Courtesy of J. Adam Fenster (U.Rochester)
University of Rochester
Stainless Steel, Reinforced concrete, Tamper resistant screws
Calyx is a site specific sculpture project commissioned by University of Rochester to celebrate the coming of a new age where technology, art, nature and knowledge become intertwined to inspire the creation of a new generation. The dynamic form and patterning of the sculpture is influenced by leaf venation systems found in nature that are able to produce structural networks and organic forms. The canopying sculpture acts as a recognizable landmark for the visitors as well as offers a gathering space for leisure by attracting students to the area.
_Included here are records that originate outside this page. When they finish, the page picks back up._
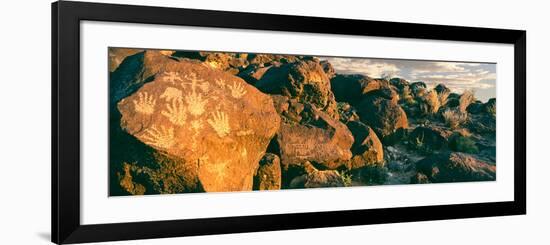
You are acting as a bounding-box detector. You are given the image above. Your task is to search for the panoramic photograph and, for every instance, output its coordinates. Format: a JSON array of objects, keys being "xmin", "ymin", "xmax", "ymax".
[{"xmin": 108, "ymin": 47, "xmax": 497, "ymax": 196}]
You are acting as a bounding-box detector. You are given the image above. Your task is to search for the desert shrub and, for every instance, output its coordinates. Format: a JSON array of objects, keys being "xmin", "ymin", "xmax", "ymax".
[
  {"xmin": 441, "ymin": 109, "xmax": 468, "ymax": 129},
  {"xmin": 449, "ymin": 134, "xmax": 479, "ymax": 154},
  {"xmin": 458, "ymin": 90, "xmax": 475, "ymax": 113}
]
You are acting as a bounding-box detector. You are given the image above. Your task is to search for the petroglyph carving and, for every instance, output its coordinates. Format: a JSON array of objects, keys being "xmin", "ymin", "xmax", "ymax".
[
  {"xmin": 207, "ymin": 111, "xmax": 231, "ymax": 137},
  {"xmin": 132, "ymin": 92, "xmax": 157, "ymax": 115},
  {"xmin": 161, "ymin": 98, "xmax": 187, "ymax": 126},
  {"xmin": 160, "ymin": 87, "xmax": 183, "ymax": 101},
  {"xmin": 216, "ymin": 78, "xmax": 225, "ymax": 88},
  {"xmin": 185, "ymin": 92, "xmax": 208, "ymax": 116},
  {"xmin": 142, "ymin": 126, "xmax": 174, "ymax": 149}
]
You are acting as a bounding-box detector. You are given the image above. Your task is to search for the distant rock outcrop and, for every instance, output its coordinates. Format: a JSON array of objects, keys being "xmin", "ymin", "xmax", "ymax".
[
  {"xmin": 413, "ymin": 152, "xmax": 496, "ymax": 183},
  {"xmin": 256, "ymin": 60, "xmax": 338, "ymax": 119},
  {"xmin": 346, "ymin": 121, "xmax": 384, "ymax": 169},
  {"xmin": 277, "ymin": 104, "xmax": 353, "ymax": 169},
  {"xmin": 357, "ymin": 96, "xmax": 409, "ymax": 144}
]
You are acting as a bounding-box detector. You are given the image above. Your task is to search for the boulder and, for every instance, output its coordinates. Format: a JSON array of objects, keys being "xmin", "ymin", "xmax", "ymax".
[
  {"xmin": 409, "ymin": 82, "xmax": 428, "ymax": 97},
  {"xmin": 247, "ymin": 54, "xmax": 303, "ymax": 67},
  {"xmin": 254, "ymin": 153, "xmax": 281, "ymax": 191},
  {"xmin": 117, "ymin": 57, "xmax": 280, "ymax": 192},
  {"xmin": 417, "ymin": 90, "xmax": 440, "ymax": 116},
  {"xmin": 346, "ymin": 121, "xmax": 384, "ymax": 169},
  {"xmin": 277, "ymin": 105, "xmax": 353, "ymax": 169},
  {"xmin": 330, "ymin": 74, "xmax": 395, "ymax": 105},
  {"xmin": 338, "ymin": 102, "xmax": 359, "ymax": 123},
  {"xmin": 289, "ymin": 162, "xmax": 345, "ymax": 189},
  {"xmin": 256, "ymin": 60, "xmax": 338, "ymax": 119},
  {"xmin": 390, "ymin": 77, "xmax": 409, "ymax": 93},
  {"xmin": 416, "ymin": 152, "xmax": 496, "ymax": 183},
  {"xmin": 434, "ymin": 83, "xmax": 451, "ymax": 94},
  {"xmin": 466, "ymin": 100, "xmax": 484, "ymax": 114},
  {"xmin": 357, "ymin": 96, "xmax": 409, "ymax": 144},
  {"xmin": 320, "ymin": 60, "xmax": 336, "ymax": 79},
  {"xmin": 173, "ymin": 51, "xmax": 249, "ymax": 75},
  {"xmin": 238, "ymin": 65, "xmax": 271, "ymax": 85},
  {"xmin": 409, "ymin": 126, "xmax": 452, "ymax": 151}
]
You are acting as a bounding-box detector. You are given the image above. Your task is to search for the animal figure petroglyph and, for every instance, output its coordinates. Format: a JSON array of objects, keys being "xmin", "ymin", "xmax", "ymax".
[
  {"xmin": 132, "ymin": 92, "xmax": 157, "ymax": 115},
  {"xmin": 207, "ymin": 111, "xmax": 231, "ymax": 137},
  {"xmin": 161, "ymin": 98, "xmax": 187, "ymax": 126},
  {"xmin": 141, "ymin": 125, "xmax": 174, "ymax": 149}
]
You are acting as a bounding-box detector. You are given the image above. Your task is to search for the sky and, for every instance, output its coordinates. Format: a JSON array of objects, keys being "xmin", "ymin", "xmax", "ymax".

The form of the sculpture is generated by using computer software that can create self-organizing forms through the interaction of veins that grow and support each other. Starting from the base, the veins shoot upward to search and find each other to create structural joints as well as acquire a final stabilized form. During the development of the project early structural analysis yielded to results that are akin to leaf vein networks following hierarchical material thicknesses. Using this input the sculpture is produced by optimized stainless steel plates that are joined by welding and bolted connections.
The green-yellow tones used on the sculpture mark an uplifting vertical movement that both contrast with the surrounding landscape and complement the courtyard to create a welcoming effect. The pattern and colors of the sculpture intend to reflect and block the sunlight throughout the day, creating interesting visual effects for the people that are passing by the junction as well as offer a shaded resting place.